Do the maths! You get 12 discs, and at this price, it's a bargain!
This boxset includes the 2-Disc Special Edition version of every film, unlike other boxsets who simply include either all single disc version or just one special edition. Even State Fair, an early Rodgers and Hammerstein musical and the only one written for screen, has a 2-disc version, which includes a remake from 1962 (with commentary) and a pilot for a TV adaptation that was never made. I haven't watched those special features, but you also get a featurette documentary, commentary, trailers and more! It's not my favourite film of the set- a bit too quaint for me- but for those who like old-fashioned quaint musicals (Meet Me in St Louis and the like), this is for you!
Carousel is a lovely film, bittersweet throughout. It tells the story of the deceased Billy (Gordon McRae), a carousel barker who comes down from heaven to make amends for the wrongs he has done to his wife (Shirley Jones). Some complained that the direction was too heavy-handed and perhaps those who have seen stage versions might agree, but for those who haven't had a chance to see a stage version, this is a good adaptation. McRae is particularly strong. It is a sad film though, so be prepared for tears! This special edition has a trailer, commentary, some featurettes, TV performances from the era singing some numbers (this is included on all the films except The Sound of Music, which was written after the broadcast), and some deleted songs in audio. You can also listen to the isolated score I think.
The King and I is for the most part set in the interior of the King's palace. In the 19th century, Anna (Deborah Kerr), a governess, goes with her small son to work for the many children of the King of Siam (Yul Brynner). Originally Anna and the King experience a culture clash, but slowly they come to an understanding. For me, the songs aren't as strong as Carousel or South Pacific. My favourite songs here are Shall We Dance and Getting To Know You. However, the performances are flawless- Brynner and Kerr are definitive- and you get to see Kerr in some beautiful but ginormous dresses. This special edition has a trailer, some featurettes, commentary, and a TV pilot of a non-singing version (with commentary by one of its stars), plus some deleted songs in audio.
Oklahoma! is one of Rodgers and Hammerstein's first musicals (and the first one to be adapted for screen). This is where we first see the pairing of Gordon McRae and Shirley Jones- here playing Curly, a cowman, and farm girl Laurey, who refuse to admit their feelings for each other. It's also about the transformation from Oklahoma Territory to Oklahoma, the state (the state of Oklahoma has made the title song their national anthem). The stage musical is darker (the 1998 version with Hugh Jackman is more accurate) but this is still an enjoyable version. The songs are catchy- this is a more upbeat musical compared to Carousel, although it does have its degree of danger. Who will Laurey take to the box social- Curly or sinister farmhand Judd? The special features are mainly about the process it was shot in- Todd AO- and you get both the Cinemascope version of the film and the Todd AO version. Personally, I can't tell the difference.
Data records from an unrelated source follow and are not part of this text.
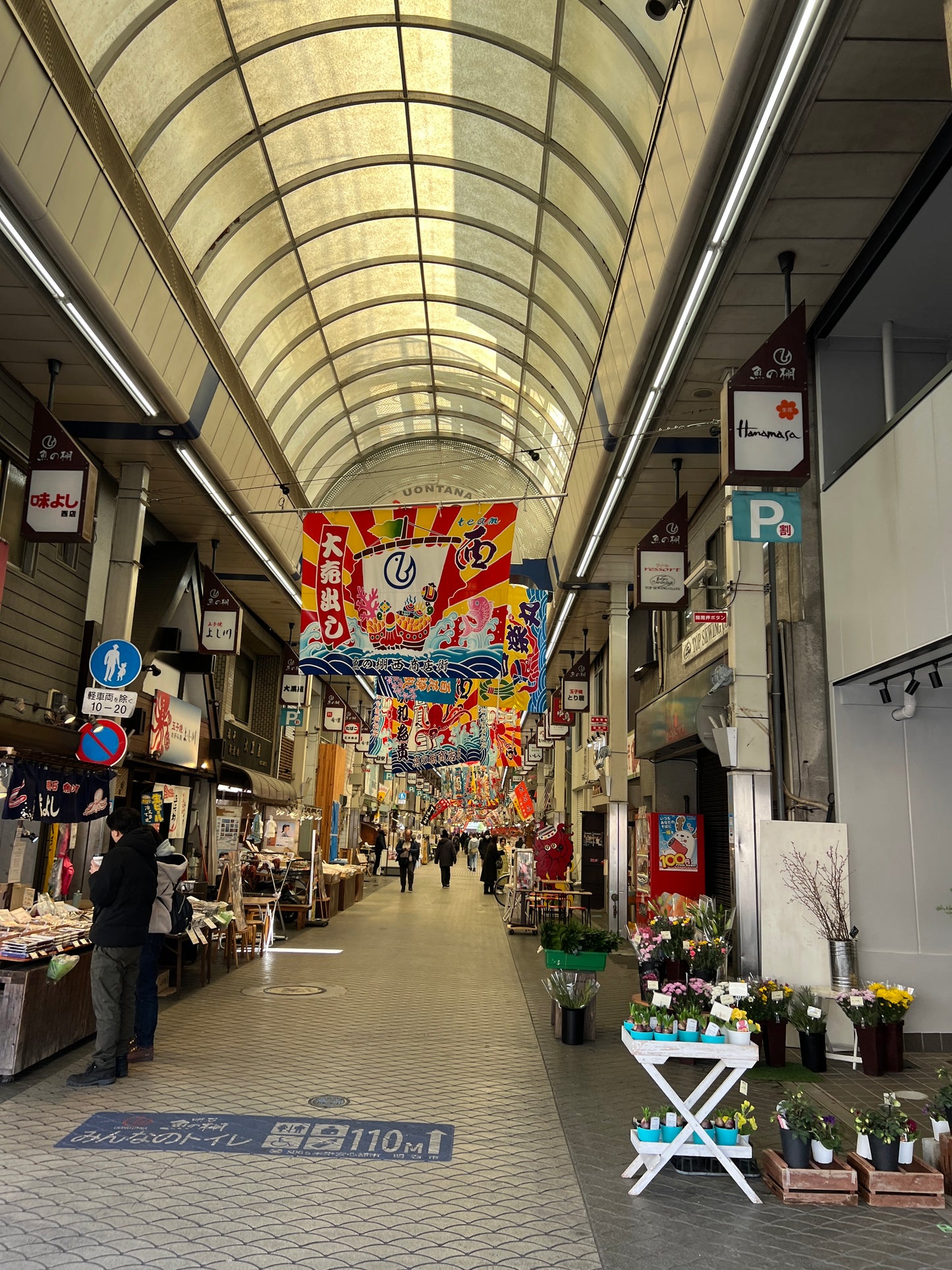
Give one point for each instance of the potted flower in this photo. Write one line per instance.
(796, 1119)
(746, 1124)
(862, 1009)
(827, 1140)
(894, 1004)
(806, 1015)
(727, 1128)
(885, 1124)
(739, 1029)
(767, 1005)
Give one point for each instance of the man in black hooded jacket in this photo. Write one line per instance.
(122, 890)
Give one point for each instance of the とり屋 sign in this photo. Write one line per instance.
(61, 486)
(766, 517)
(221, 616)
(766, 437)
(661, 562)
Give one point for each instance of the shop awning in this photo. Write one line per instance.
(267, 789)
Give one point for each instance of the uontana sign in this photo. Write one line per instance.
(408, 591)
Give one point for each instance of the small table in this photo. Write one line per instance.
(730, 1063)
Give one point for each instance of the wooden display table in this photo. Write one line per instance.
(40, 1018)
(730, 1062)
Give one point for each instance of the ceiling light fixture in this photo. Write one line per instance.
(786, 74)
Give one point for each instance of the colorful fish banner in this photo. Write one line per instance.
(406, 591)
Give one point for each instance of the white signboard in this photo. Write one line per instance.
(108, 704)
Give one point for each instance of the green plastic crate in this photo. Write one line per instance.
(559, 960)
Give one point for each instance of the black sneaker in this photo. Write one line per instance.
(92, 1076)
The Sound of Music is so well-known that I need not go into the story. There are plenty of great special features here, and you get a commentary from director Robert Wise, Julie Andrews, and Christopher Plummer (who played Captain Von Trapp)! This is the perfect film for a bank holiday.
South Pacific has probably spawned the most well-known songs. Younger Than Springtime, Bali Hai, There is Nothing Like A Dame, Some Enchanted Evening...all of these have found their way into musical history. South Pacific is set during WW2 on the Pacific Islands. The sailors are missing female company but luckily there's some beautiful girls on Bali Hai. One of them (John Kerr) falls in love with one of the natives (France Nguyan). The other romantic coupling is army nurse Nellie (Mitzi Gaynor) and French plantation owner Emile (Rossano Brazzi), who is many years her senior. The musical is essentially about whether the characters can overcome society's prejudices and the consequences of failure to do so. It's a long musical- you get an Intermission- but for a rarely done musical, it's worth it. The most famous element of this film is probably the colour filters, which look like a bad amateur stage production. The intention of the filmmakers is that it would be just like going to see the stage version. Some complain about the film but I really like it and I've yet to see a better version. The song "Carefully Taught"- a song about how society creates prejudice- was almost cut because it wasn't seen as being right for a musical to tackle such issues. Luckily, it stayed. Instead of cut songs, you get all the songs plus an extra one- My Girl Back Home. This edition has an interesting documentary about the writer of the source material it was based on going to visit the islands where he was stationed and both the theatrical version of the film and the roadshow version (which has an extra fourteen minutes, including the cut chorus of Some Enchanted Evening where Nellie and Emile do the pose on the soundtrack album).
This is just a brilliant collection. All the commentaries have subtitles as well!